Covid-19 vaccine roll out – time for some pre-planning

27th February 2021, Dr Chee L Khoo

time for panic yet?

Even though there should be no panic in the roll out, as more and more is being flashed across our TV screen, patients may start queuing up at the practice agitating to be first to be vaccinated. We all still have our normal patients to look after everyday and we need some pre-planning to avoid being snowed under and causing stress to GPs and their staff. I know we all have different practice set up, different patient mix, different financial models and different staffing arrangements but the covid-19 roll out is coming up real soon. I thought I will detail out how I will be incorporating the mass vaccination into my practice so that the whole process will occur seamlessly.

I run a solo practice in Ingleburn and is fortunate to have a practice nurse for 3 sessions a week. She is qualified to give injections under supervision at the practice. We are open 4.5 days a week and the occasional Saturday. We have mixed billing but intend to bulk bill all covid-19 vaccinations using the new Covid-19 vaccine item numbers. We have approximately 900-1000 regular patients. We expect about 700 patients would want to be vaccinated. Approximately 200 of these patients will qualify for the Phase 1B roll out

Due storage requirements, we will all be getting the AstraZeneca/Oxford vaccine. Due to supply problems, it is likely that the first shipment will make their way into general practice in mid to end of March at the earliest for Phase 1B. Phase 2 is likely to probably start towards mid to end of April. Thus, by the time we finish the second jab, it will be August or September.

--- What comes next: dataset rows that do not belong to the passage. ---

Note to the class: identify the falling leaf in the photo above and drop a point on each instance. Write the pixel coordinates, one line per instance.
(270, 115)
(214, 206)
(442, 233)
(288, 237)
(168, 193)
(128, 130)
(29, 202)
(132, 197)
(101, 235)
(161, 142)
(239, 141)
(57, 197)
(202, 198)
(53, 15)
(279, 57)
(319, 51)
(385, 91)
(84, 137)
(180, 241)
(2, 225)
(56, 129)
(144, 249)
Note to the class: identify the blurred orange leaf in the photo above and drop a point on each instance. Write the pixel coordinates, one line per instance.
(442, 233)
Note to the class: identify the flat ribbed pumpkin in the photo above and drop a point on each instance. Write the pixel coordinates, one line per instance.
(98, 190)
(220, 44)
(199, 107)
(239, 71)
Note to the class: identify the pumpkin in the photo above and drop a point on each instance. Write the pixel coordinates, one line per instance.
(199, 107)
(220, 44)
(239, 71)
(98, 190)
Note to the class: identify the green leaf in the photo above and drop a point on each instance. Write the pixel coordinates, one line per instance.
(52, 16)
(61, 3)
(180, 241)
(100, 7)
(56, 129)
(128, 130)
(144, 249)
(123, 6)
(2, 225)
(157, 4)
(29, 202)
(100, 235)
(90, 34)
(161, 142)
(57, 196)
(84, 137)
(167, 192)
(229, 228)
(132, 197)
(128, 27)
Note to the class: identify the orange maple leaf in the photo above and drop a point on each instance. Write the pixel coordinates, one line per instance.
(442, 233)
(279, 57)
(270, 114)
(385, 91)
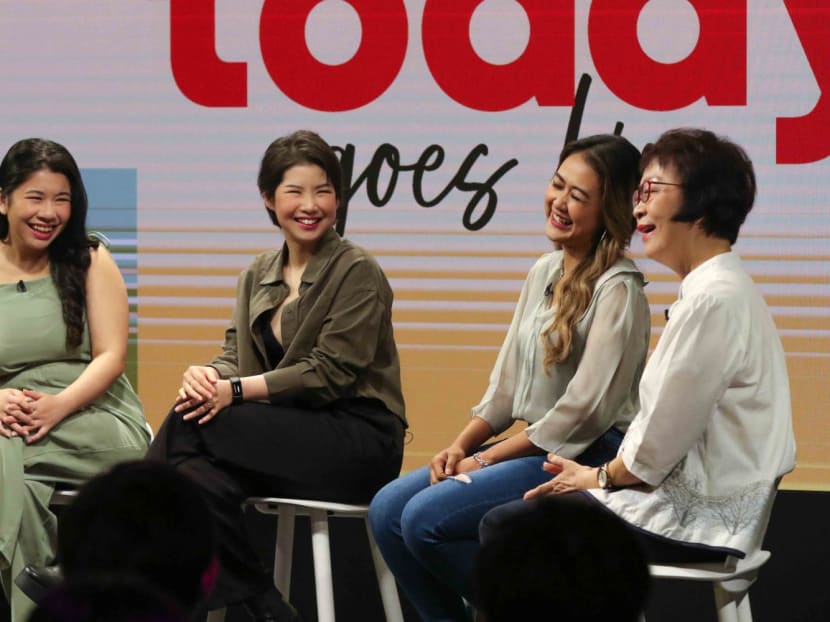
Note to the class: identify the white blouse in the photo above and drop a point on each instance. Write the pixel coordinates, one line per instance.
(595, 388)
(714, 432)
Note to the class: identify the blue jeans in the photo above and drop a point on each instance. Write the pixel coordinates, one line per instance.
(428, 535)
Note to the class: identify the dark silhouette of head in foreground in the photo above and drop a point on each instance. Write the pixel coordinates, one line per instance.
(108, 598)
(145, 519)
(566, 559)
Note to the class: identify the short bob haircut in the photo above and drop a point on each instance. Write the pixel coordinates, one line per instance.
(300, 147)
(717, 176)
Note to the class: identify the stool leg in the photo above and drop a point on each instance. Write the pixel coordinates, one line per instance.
(322, 565)
(386, 582)
(284, 549)
(725, 604)
(744, 610)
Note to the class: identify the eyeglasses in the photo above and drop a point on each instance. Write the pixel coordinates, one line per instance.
(643, 193)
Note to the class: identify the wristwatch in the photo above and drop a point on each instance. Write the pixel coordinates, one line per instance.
(604, 478)
(236, 390)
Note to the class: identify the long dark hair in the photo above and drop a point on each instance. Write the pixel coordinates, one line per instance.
(69, 253)
(616, 163)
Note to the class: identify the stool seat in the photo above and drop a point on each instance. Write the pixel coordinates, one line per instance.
(319, 512)
(730, 581)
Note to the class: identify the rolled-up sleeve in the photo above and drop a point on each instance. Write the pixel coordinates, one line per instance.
(682, 384)
(606, 375)
(496, 407)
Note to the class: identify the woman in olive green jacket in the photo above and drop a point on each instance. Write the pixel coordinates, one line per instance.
(305, 399)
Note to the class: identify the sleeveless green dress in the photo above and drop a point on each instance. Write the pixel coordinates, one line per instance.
(33, 355)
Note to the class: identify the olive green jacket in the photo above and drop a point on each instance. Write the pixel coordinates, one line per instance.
(337, 336)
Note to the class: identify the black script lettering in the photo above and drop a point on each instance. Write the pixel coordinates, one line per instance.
(431, 159)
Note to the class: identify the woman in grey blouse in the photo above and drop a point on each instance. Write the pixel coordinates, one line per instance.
(698, 469)
(569, 367)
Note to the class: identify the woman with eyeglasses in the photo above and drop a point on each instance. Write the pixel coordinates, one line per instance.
(699, 466)
(568, 367)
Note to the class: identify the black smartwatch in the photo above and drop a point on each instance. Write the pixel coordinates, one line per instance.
(604, 478)
(236, 390)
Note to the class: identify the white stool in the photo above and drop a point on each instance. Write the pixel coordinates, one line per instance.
(318, 513)
(731, 582)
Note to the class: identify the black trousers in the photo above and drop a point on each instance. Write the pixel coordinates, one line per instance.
(344, 453)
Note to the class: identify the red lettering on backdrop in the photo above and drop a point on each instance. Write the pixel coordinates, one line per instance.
(333, 88)
(805, 139)
(200, 74)
(544, 71)
(715, 69)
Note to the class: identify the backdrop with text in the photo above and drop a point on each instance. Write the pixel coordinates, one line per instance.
(448, 117)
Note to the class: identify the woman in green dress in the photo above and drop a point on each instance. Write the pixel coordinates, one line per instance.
(66, 409)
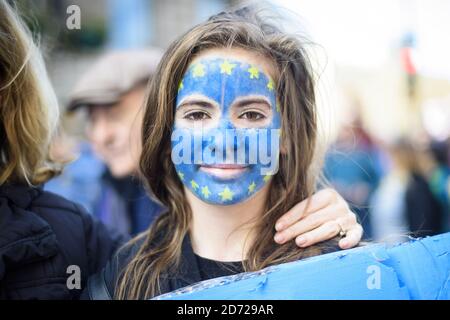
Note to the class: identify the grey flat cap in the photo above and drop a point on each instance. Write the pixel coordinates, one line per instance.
(113, 75)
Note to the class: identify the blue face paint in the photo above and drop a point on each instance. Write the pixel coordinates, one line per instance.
(226, 82)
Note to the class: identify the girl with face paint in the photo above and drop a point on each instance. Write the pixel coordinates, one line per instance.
(229, 146)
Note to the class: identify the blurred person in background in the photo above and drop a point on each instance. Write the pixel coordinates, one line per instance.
(42, 234)
(440, 178)
(352, 167)
(112, 92)
(404, 203)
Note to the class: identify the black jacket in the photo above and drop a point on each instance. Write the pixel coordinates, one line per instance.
(102, 285)
(41, 235)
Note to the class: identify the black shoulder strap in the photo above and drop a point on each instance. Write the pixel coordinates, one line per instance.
(97, 287)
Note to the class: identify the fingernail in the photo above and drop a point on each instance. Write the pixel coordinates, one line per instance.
(279, 226)
(279, 238)
(300, 241)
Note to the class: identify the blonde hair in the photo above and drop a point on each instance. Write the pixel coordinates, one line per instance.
(160, 252)
(28, 106)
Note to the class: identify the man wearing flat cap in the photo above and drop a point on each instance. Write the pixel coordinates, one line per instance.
(112, 92)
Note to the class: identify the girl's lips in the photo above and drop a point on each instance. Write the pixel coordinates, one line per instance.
(224, 171)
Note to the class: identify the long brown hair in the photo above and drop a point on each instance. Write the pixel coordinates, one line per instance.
(28, 106)
(296, 179)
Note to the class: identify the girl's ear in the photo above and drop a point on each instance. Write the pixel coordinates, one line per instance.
(283, 143)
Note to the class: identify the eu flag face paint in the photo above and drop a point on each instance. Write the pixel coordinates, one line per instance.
(225, 140)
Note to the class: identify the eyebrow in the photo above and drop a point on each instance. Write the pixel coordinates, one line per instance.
(242, 102)
(199, 102)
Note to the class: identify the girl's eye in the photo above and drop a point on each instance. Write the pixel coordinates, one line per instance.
(252, 116)
(197, 116)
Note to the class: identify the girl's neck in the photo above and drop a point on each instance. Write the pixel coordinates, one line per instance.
(225, 233)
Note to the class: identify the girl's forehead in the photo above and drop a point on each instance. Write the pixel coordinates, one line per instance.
(238, 55)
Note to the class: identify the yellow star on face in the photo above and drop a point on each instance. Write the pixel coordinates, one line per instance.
(226, 194)
(251, 187)
(254, 72)
(227, 67)
(270, 85)
(206, 192)
(198, 71)
(194, 185)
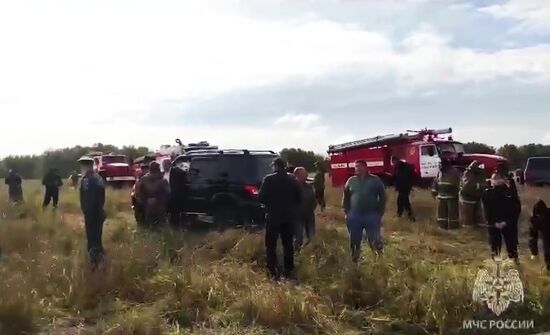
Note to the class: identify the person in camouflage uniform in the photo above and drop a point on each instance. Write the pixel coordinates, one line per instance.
(471, 189)
(446, 189)
(153, 192)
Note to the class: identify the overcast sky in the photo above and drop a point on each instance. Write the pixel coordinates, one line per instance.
(270, 74)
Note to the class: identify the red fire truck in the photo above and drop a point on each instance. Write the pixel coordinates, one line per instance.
(113, 168)
(422, 149)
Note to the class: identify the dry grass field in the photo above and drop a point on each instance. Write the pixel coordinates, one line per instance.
(214, 283)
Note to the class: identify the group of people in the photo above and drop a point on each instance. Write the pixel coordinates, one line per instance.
(290, 201)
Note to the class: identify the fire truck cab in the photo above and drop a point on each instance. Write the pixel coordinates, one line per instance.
(422, 149)
(113, 168)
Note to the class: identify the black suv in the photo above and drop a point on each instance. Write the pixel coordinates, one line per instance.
(224, 184)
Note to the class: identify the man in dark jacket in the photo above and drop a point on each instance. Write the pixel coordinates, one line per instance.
(15, 189)
(281, 196)
(52, 182)
(500, 203)
(319, 185)
(403, 181)
(92, 201)
(540, 228)
(305, 218)
(153, 192)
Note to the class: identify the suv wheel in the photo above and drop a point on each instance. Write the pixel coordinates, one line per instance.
(227, 216)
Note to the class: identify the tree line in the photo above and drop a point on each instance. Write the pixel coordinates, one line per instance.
(34, 166)
(516, 155)
(64, 160)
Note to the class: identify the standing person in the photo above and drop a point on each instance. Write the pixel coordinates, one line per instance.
(15, 189)
(364, 203)
(281, 196)
(166, 167)
(446, 188)
(540, 227)
(74, 179)
(92, 201)
(403, 180)
(52, 182)
(153, 192)
(319, 185)
(305, 218)
(472, 186)
(498, 202)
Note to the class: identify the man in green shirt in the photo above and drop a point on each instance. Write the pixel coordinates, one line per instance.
(364, 204)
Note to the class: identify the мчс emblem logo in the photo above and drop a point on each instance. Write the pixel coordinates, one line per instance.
(498, 285)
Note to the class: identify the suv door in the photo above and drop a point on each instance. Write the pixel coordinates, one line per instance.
(203, 178)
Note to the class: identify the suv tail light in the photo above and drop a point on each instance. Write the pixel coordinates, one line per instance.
(251, 189)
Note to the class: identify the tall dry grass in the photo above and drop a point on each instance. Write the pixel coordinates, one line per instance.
(214, 283)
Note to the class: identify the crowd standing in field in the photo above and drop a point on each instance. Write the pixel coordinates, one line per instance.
(290, 201)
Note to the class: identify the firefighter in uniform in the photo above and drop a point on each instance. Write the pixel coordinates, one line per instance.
(446, 188)
(471, 189)
(92, 200)
(153, 192)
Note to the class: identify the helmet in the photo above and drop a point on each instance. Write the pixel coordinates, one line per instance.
(85, 159)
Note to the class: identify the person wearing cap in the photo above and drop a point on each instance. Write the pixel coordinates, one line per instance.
(472, 186)
(446, 188)
(52, 182)
(364, 205)
(15, 189)
(92, 201)
(499, 203)
(319, 185)
(74, 177)
(281, 195)
(305, 218)
(403, 180)
(152, 192)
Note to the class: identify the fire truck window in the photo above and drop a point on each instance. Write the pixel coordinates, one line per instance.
(428, 151)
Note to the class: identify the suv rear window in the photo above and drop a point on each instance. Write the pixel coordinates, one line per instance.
(538, 163)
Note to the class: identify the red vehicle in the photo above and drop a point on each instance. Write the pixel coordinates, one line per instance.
(113, 168)
(422, 149)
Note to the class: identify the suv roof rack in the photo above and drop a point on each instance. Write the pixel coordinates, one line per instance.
(227, 151)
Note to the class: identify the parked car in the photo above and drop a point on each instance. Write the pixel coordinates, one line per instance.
(224, 184)
(537, 171)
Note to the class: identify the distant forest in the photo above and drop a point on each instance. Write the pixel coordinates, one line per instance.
(34, 166)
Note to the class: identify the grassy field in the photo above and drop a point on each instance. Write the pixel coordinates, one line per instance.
(215, 283)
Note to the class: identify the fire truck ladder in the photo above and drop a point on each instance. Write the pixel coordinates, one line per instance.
(371, 142)
(388, 139)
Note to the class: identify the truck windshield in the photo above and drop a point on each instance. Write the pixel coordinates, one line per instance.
(113, 159)
(453, 147)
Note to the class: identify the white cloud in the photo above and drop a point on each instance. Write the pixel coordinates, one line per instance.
(81, 72)
(532, 15)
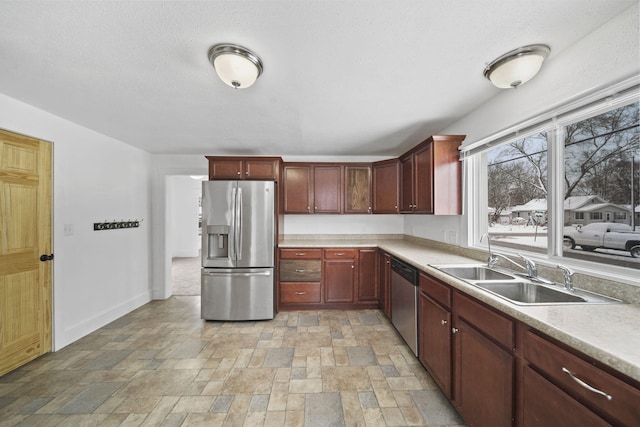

We won’t be making any appointments for any roll out until we have received at least 200 vaccines for Phase 1B and at least 400-500 vaccines for Phase 2. We don’t want a repeat of last year’s fluvaccine roll out debacle when God knows when the shipment arrives.

The roll out plan

  • When we are ready to roll out, we will only patients who make vaccination-only appointments which will run parallel to our usually practice appointments. Because the multi-dose vials come in 10 doses, we can vaccinate 10 patients per hour as vaccinated patients need to wait for 15 mins. We will have 3 lots of one-hour sessions over the course of the day (say 10am, 12pm and 3 pm). There will be no ad hoc vaccination of patients outside of these vaccination-only appointments as this will cause problems with half used vials by the end of the day. The vaccination-only appointments have to be in multiples of ten.
  • When patient arrives for their vaccination-only appointment, they will come in to read and sign their consent forms. Some may already have read the consent forms before presenting for their vaccines. Once the patient has signed the consent form, the next appointment will be made. This could be the fluvaccine in two-four weeks’ time or the second Covid-19 vaccine in 12 weeks’ time. They will then sit down in the empty waiting room or a second consult room.
  • When three patients have been “processed” by reception, I will be notified. The ten vaccines would have been drawn up that morning. I will politely excuse myself from the ongoing consultation and pop out to administer the vaccines to the waiting patients. This should take 15-20 seconds per three patients before returning to my consulting room.
  • Patients who have received their vaccine can then either sit in their car if they are parked just outside the practice or on chairs outside the practice on the pavement for 15 minutes. When the 15 minutes is up, they will knock on the locked practice doors and wave to the receptionist to indicate that they are going. The next 3 patients will then be called in to go through the same processing.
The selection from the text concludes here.